Provokasyonu siz çıkardınız
Muğla Valisi’nin açıklamasını da duymuşsunuzdur. Güvenlik güçlerini engelliyormuş, mücadele eden ve direnen arkadaşlarımız bir provokasyon varmış diye ifade ediyorlar. Orada bir provokasyon var. Bu provokasyonu yapanlar ağaçları kesenlerdir. Bu provokasyonu yapan ağaçlara kaymakla birlikte geleceğimizi elimizden alanlardır elbette ki.”
Êzidîlere dönük katliam
“Geçtiğimiz günlerde, 3 Ağustos’ta 74’üncü Ferman olarak tanımladığımız Êzidî Soykırımı’nın yıldönümüydü. Dünya üzerinde inançsal anlamda, kültürel anlamda, mücadele anlamında en kadim halk olan Êzidîlere reva görülen hep katliamlar oldu. Ama şunu açık ifade edelim. Her bir Êzidî’nin ölümünü kendi yaşadığımız toplumun kültürel inançsal değerlerinin kaybından bağımsız ele alamayız. Her bir öldürülen, köleleştirilen Êzidî’nin yaşadığı eziyet, aslında bizim geleceğimizden de çalıyor”
Tecrit tepkisi
“Türkiye’de hukukun işlemediği bir süreçle karşı karşıyayız. Tecrit sözünü kullandığı için tutuklamalar gerçekleşiyor. Biz hakikatin ve gerçeğin emekçileri olarak, bu ülkede gerçeklerden sorumlu olduğumuzu her defasında ifade ettik. Yüksek sesle dile getirelim; bu ülkede tecrit var, mutlak bir tecrit var. Sayın Öcalan ile ilgili olarak Asrın Hukuk Bürosu dün bir açıklama yaptı. Bir hukuk devlet olduğunu iddia eden mevut iktidar ve yandaşları, 12 yılda sadece 5 defa görüşmenin yapıldığı İmralı’daki hukuk katliamı ile ilgili hiç bir şey söylemiyorlar. Son 30 aydır Sayın Öcalan ve yanındakilerle hiç bir görüşme gerçekleşmedi, tek bir haber alınmadı.
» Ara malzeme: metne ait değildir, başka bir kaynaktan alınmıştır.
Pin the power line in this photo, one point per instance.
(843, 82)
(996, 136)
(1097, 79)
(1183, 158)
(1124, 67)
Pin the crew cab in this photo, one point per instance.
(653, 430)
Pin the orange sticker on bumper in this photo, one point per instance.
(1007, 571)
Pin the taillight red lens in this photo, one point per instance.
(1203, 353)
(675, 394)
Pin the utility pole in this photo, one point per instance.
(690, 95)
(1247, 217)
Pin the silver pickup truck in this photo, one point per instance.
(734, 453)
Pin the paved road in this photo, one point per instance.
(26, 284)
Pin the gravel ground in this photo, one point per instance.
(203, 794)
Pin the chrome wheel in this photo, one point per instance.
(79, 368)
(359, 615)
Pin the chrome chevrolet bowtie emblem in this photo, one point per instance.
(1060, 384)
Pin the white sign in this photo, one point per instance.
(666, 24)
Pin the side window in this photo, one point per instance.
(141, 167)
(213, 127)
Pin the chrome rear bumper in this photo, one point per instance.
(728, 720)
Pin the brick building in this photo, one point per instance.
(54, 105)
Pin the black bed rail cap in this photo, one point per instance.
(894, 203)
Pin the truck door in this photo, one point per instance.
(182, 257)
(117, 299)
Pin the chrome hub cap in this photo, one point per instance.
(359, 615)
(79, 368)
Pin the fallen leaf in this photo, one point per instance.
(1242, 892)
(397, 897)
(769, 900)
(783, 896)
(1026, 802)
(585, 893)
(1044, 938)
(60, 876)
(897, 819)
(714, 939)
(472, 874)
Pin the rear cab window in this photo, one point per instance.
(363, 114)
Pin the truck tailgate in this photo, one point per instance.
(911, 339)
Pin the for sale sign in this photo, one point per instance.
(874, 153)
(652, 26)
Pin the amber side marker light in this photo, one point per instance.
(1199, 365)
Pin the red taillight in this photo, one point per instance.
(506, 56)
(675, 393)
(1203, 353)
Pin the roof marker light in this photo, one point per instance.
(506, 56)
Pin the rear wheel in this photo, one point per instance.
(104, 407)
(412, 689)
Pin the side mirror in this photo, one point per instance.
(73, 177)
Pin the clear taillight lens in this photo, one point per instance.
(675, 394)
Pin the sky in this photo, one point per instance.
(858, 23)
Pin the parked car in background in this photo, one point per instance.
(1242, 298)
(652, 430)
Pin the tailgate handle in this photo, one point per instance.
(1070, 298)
Tecirit kelimesinin kendisinden korkuyor
Yüzlerce avukat, binlerce defa başvuruda bulundu. Sadece aile ve avukatlar değil, tecridin hem insani hem de hukuki açıdan ne kadar tehlikeli olduğunu bilenler; dünya çapında başvuruda bulundu. Dünya genelinde 35 avukat, Türkiye’de 29 baroya kayıtlı 775 avukat Adalet Bakanlığı’na başvurdu. Haziran ve Eylül 2022 tarihlerinde tecrit ile ilgili bilgi almak istediler ve İmralı’ya giderek yerinde inceleme yapmak istediler. Bununla ilgili yıllardır yapılan tek bir açıklama yok. Tecrit kelimesinden korkan bir iktidar ile karşı karşıyayız. Peki niye korkuyorlar? Bu olan bitenlerin nedenlerini biz söyleyeyim. Türkiye’nin demokratikleşmesi, Kürt sorunun barışçıl ve demokratik yollarla çözümü, toplumsal barışın tesis edilmesi için en önemli kişi Sayın Abdullah Öcalan’dır. Devreye girdiği andan itibaren bu iktidar ve bu savaş meşruiyetini yitirecektir. 2013-2015’te deneyimlediğimiz şey, bu sürecin kendisidir.
Mücadele edeceğiz
Devlet ve iktidar bir acziyet yaşıyor. Ama hiç bir işkence ile bu acziyeti gizleyemezler. Tecridin sona ermesi, Sayın Öcalan üzerindeki tecridin bitirilmesi, aile ve avukat görüşlerine izin verilmesi ve durumun açığa kavuşturulması gerekmektedir. Bununla ilgili bugüne kadar yürüttüğümüz mücadeleyi bundan sonra da yürütmeye devam edeceğiz.”